El comes suspiró aliviado.

—¿Y cuánto durará esa situación?

—Casi dos décadas.

—Y ¿se recuperará pronto Cesaracosta del caos actual?

—Según.

—¿No puedes ser más explícita?

La adivina jugueteó con el anillo que lucía su índice.

—¿Recibisteis mi mensaje?

Celso dudó unos instantes y en su mente se hizo la luz.

—¿Tú fuiste la autora de aquella nota en griego? Debí de haberlo supuesto, pero estaba muy ocupado en otros asuntos y no le di importancia.

—No sé si descifrasteis su contenido, ilustrísima, pero os hablaba de los sucesos acaecidos en Roma hace unas semanas.

Celso rebuscó en un cofre de plata que descansaba sobre su mesa y sacó el pequeño trozo de pergamino, releyéndolo a continuación. En su rostro brilló la luz del entendimiento y miró a Galeswintha con admiración.

—Puedes verlo todo con la facilidad con la que un pájaro se desplaza por el cielo –dijo con los ojos muy abiertos–, no hay secretos para ti ni en la distancia ni en el tiempo… ¿Qué clase de ser eres? ¿Un poderoso demonio?

—Mi señor, mi don no tiene nada que ver con Satanás ni con los ángeles caídos. Solamente soy una mujer con un poder que otros no tienen, con un sentido que los demás no poseen. ¿Conocéis la historia de la sibila Hierófila?

—Por supuesto –asintió el conde.

—Me propongo emularla y por ello estoy escribiendo un libro con la historia futura de Cesaracosta y Spania.

Celso se puso en pie nuevamente, ¿era posible aquello?
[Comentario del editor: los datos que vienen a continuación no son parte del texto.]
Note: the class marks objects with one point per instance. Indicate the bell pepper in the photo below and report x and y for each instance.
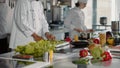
(110, 41)
(106, 56)
(83, 53)
(97, 41)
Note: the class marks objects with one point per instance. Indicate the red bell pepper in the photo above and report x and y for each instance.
(83, 53)
(106, 56)
(97, 41)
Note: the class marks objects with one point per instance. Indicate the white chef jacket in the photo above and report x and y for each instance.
(3, 21)
(28, 18)
(75, 19)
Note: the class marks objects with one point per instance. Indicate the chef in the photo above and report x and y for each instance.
(74, 21)
(29, 23)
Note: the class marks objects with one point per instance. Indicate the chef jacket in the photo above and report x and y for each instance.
(28, 18)
(75, 19)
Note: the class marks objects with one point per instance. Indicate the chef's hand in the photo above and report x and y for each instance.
(78, 30)
(49, 36)
(36, 37)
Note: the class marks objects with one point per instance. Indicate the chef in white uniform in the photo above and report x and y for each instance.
(74, 21)
(29, 23)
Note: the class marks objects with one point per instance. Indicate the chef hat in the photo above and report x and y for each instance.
(83, 1)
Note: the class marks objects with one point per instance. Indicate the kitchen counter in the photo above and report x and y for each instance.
(61, 60)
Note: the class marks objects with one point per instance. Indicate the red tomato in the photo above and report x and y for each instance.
(96, 41)
(83, 53)
(106, 56)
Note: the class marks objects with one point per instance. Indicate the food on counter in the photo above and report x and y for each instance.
(106, 56)
(23, 56)
(95, 60)
(51, 56)
(95, 50)
(102, 37)
(110, 41)
(83, 53)
(37, 49)
(81, 61)
(96, 40)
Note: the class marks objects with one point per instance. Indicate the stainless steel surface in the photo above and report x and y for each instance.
(67, 63)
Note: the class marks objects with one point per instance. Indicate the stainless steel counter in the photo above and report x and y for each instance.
(66, 62)
(61, 60)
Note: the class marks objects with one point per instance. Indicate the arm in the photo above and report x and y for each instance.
(45, 26)
(21, 18)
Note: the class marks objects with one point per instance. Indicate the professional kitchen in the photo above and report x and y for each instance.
(59, 34)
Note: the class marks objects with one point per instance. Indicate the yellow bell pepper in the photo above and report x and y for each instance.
(51, 56)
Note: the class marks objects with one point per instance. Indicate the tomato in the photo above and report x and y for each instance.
(83, 53)
(96, 41)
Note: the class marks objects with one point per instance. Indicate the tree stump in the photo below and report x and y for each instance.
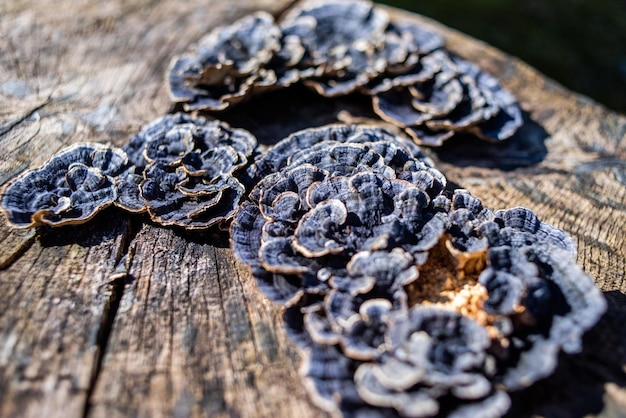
(119, 317)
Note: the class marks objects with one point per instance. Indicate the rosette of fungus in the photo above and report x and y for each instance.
(406, 317)
(70, 188)
(392, 146)
(328, 203)
(541, 301)
(188, 168)
(345, 43)
(459, 97)
(435, 362)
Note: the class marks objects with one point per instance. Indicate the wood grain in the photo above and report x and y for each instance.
(122, 318)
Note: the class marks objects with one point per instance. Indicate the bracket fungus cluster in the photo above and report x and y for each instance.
(186, 170)
(342, 47)
(407, 300)
(70, 188)
(180, 169)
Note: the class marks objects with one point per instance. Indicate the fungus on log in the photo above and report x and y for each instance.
(188, 169)
(341, 47)
(70, 188)
(388, 278)
(227, 64)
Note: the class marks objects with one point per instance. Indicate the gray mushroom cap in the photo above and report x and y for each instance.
(226, 65)
(459, 97)
(70, 188)
(431, 355)
(302, 142)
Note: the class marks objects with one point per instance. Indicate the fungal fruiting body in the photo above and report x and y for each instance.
(69, 188)
(182, 170)
(406, 299)
(338, 48)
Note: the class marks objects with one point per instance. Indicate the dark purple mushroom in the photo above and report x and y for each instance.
(70, 188)
(226, 65)
(185, 171)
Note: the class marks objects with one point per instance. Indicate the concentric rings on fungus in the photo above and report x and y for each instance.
(405, 299)
(185, 171)
(458, 98)
(70, 188)
(341, 47)
(226, 65)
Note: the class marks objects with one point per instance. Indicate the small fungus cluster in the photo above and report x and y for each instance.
(407, 299)
(181, 170)
(342, 47)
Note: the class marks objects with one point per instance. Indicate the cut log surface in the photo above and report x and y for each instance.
(119, 317)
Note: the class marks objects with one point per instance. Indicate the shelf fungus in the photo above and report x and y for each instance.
(185, 170)
(393, 148)
(227, 64)
(406, 299)
(70, 188)
(459, 97)
(342, 47)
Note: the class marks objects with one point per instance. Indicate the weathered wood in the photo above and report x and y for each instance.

Anduvo hasta la ventana y tomó aire profundamente mientras intentaba poner en orden su dolorida cabeza. Él era católico y no podía creer en eso, realmente ni siquiera debería estar hablando con una adivina, pero también era militar y sabía lo que significaba poseer información sobre el porvenir, poder adelantarse a los hechos futuros con la seguridad de que lo que pasara estaba escrito. Pero seguramente la mujer pondría un precio exorbitante a sus revelaciones, como hiciera la sibila de Cumas cientos de años atrás.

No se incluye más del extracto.